In 2012, 70-year-old He officially stepped down as chairman of Midea Group and handed over the reins to Fang. As part of the leadership transition, Midea Group also underwent a major restructuring exercise. In the new structure, except for He’s son, the rest of the senior management are all professional managers. He remains on the board of directors as a major shareholder representative but no longer holds any administrative positions or participates in Midea’s daily operations.

Since the transition of power, Midea has continuously been profitable and has grown to become China’s largest home appliance company by market value and revenue. Midea’s succession planning has been lauded by many as an exemplary case of transformation for modern enterprises.

Unlike Midea, who chooses to do away with nepotism in succession planning, Galanz prefers to keep it within the family. Since its founding in 1978, Galanz has been a family business for three generations. Liang Huiqiang, the next successor in line, made his first official appearance at Galanz’s annual meeting in early 2019. Born after 1995, Liang has been interning at different departments since university days. Before stepping up as the vice-chairman, Liang spent some time as assistant to the CEO, shadowing his father and picking up pointers along the way.

04 How did Alibaba do it?

Research has shown that when it comes to succession planning, a leader who is overly assertive or imposes too much personal will often lead to counterproductive effects. For example, short-sighted leaders usually do not have a succession plan. Laid-back leaders may appear to support succession planning and implement succession planning procedures while actively or passively resisting leadership transition. Egoistic, self-centered leaders tend to choose an underqualified successor to avoid being upstage or choose a successor based on likeness rather than actual ability. Over-diligent leaders end up micro-managing and depriving their successor of the chance to step up. Overly suspicious leaders tend to blame employees for any problem or situation that arises, creating low morale among subordinates.

To identify the most suitable successor, it is essential to have a system that allows the “rule of law” of the organization to replace the “rule of man” bias. By breaking down the responsibilities of a leader, a robust system and process allows for fair evaluation and identification of suitable candidates and eliminates personal judgment during decision making.

For example, e-commerce giant Alibaba first established its partnership system to motivate the “18 Arhats” in his original founding team. Any employee who made a significant contribution to the company has the chance to be promoted to senior management and made partner. Even to date, this partnership system has incubated and groomed many talents across different departments and is an important reason why Alibaba is able to constantly innovate its product offerings.

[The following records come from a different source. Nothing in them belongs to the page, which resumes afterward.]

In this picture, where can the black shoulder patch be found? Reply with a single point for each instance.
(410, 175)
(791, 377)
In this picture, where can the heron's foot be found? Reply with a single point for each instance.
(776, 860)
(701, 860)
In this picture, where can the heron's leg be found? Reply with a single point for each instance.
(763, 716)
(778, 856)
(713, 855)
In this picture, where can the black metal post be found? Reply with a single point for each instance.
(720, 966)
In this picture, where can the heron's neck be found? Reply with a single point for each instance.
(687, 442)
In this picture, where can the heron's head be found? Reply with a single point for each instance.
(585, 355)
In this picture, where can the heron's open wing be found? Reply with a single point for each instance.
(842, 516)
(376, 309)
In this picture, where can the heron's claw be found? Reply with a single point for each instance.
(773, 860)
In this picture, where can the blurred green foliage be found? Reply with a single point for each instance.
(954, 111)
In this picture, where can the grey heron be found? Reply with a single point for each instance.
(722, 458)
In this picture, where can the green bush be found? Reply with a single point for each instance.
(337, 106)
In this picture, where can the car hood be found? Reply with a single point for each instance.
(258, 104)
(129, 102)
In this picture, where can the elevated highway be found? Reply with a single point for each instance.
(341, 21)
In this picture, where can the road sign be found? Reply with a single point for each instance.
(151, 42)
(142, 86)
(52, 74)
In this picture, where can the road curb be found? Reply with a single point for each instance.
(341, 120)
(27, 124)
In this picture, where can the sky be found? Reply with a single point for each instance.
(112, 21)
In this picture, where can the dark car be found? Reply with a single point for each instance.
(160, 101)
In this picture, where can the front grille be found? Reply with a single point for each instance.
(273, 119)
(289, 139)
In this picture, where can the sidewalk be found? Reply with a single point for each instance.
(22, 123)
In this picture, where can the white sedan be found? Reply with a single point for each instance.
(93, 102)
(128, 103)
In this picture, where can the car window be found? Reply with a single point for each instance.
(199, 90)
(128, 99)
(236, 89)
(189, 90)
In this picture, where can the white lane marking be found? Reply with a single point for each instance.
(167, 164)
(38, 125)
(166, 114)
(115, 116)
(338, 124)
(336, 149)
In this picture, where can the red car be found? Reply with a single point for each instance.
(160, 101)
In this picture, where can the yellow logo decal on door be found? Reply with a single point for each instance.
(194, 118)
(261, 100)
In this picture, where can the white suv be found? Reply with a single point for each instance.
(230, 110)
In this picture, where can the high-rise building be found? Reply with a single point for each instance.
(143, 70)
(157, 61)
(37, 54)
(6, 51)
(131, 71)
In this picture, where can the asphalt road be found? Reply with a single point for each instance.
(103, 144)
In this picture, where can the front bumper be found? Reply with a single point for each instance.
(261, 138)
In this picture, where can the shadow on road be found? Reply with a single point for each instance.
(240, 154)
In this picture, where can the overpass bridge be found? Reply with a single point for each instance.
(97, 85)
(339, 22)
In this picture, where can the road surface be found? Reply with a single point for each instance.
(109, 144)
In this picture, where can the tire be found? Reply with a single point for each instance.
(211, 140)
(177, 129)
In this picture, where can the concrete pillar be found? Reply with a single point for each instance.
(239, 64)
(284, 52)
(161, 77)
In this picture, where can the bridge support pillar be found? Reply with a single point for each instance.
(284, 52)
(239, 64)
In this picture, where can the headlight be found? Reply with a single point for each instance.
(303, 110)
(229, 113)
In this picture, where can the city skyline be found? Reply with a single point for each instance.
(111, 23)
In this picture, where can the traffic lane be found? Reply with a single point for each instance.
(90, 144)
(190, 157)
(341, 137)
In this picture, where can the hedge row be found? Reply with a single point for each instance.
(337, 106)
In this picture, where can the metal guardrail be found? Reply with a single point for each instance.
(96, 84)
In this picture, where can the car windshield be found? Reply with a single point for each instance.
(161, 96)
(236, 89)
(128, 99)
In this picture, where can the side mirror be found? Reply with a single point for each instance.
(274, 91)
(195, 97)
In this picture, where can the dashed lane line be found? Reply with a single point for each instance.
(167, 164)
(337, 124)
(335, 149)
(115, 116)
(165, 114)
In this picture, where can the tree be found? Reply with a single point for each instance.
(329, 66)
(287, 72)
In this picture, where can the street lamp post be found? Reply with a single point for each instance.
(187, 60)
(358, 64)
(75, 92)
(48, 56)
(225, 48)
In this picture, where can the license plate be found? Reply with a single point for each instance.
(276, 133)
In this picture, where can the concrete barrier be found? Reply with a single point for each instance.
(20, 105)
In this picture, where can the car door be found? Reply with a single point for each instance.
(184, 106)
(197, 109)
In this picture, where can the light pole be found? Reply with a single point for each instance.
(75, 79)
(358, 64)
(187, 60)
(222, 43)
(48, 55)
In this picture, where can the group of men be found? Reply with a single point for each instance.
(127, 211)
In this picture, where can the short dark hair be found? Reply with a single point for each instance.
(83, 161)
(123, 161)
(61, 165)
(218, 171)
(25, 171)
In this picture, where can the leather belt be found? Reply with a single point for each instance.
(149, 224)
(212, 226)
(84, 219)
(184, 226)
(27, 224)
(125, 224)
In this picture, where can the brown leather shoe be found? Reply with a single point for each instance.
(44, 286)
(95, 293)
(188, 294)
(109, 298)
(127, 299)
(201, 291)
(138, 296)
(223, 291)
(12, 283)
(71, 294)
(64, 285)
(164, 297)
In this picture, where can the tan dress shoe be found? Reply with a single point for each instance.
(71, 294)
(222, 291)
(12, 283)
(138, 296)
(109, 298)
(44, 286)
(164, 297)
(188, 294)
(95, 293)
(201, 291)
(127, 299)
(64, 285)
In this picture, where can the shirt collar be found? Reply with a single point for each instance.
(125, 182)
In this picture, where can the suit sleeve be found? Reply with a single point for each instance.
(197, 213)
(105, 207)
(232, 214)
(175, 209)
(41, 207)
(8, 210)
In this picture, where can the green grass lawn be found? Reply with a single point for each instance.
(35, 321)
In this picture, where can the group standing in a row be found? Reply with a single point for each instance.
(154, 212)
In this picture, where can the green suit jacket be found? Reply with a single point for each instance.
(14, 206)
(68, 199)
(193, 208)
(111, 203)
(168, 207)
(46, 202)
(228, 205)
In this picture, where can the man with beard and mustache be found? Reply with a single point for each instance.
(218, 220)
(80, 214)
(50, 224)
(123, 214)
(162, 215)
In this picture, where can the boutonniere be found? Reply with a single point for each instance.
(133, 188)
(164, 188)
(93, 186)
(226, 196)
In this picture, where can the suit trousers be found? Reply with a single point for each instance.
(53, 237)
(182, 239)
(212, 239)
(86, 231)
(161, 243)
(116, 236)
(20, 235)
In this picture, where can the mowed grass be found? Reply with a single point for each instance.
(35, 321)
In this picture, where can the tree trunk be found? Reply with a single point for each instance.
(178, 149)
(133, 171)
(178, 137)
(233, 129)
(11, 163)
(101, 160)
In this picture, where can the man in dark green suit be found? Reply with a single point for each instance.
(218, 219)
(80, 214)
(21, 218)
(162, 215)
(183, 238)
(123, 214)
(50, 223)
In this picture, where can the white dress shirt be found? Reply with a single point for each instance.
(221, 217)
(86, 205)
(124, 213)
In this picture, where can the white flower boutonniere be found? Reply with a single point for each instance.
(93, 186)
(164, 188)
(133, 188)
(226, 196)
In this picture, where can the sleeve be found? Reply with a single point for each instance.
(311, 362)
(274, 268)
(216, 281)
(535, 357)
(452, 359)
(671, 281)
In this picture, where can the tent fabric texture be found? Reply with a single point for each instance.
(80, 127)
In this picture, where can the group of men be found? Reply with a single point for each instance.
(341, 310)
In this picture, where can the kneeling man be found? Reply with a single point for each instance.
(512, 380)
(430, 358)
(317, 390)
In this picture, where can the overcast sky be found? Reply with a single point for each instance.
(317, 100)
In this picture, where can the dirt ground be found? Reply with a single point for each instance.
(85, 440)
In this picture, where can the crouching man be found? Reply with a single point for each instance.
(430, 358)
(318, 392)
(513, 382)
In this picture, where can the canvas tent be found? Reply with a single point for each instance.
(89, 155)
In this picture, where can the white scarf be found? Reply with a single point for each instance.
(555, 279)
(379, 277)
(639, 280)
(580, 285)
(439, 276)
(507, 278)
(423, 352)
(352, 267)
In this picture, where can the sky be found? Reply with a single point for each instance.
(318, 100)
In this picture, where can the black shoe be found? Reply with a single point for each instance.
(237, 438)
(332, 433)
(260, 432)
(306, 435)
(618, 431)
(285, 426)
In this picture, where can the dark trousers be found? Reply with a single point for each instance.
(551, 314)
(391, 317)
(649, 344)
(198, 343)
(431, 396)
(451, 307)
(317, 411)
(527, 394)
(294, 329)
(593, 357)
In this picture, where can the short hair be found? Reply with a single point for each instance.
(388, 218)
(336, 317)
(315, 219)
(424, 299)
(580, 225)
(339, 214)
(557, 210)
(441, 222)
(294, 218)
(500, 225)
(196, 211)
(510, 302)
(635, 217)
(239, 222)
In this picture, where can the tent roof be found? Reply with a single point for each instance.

Alibaba also believes in empowering its executives when it comes to developing new business areas. At the beginning of Alibaba’s e-commerce journey, the senior management was unsure if the future of e-commerce lies in B2C, C2C, or other models. Therefore, it tasked its three key executives to develop different products for each model. Taobao, T-Mall, and eTao were developed as a result.

Empowerment is also a strategy adopted by Huawei, China’s leading telecommunications equipment and services provider. The company started a CEO roster system in 2004. Eight of its top executives took turns running the company for six months each. This roster system has created a unique internal corporate culture. It helps to balance out the power struggle in the company as the interim CEO has to assume responsibilities for six months and adopt a holistic view to make strategic decisions. Furthermore, this is an excellent way to identify suitable candidates for succession planning.

Having a succession plan in place is often the beginning of the journey and not the end, and sometimes, even the best-laid plans can go wrong.

For established leaders like Dong, who face continued pressure to grow the company, the road to finding a successor is long, and the future remains unknown.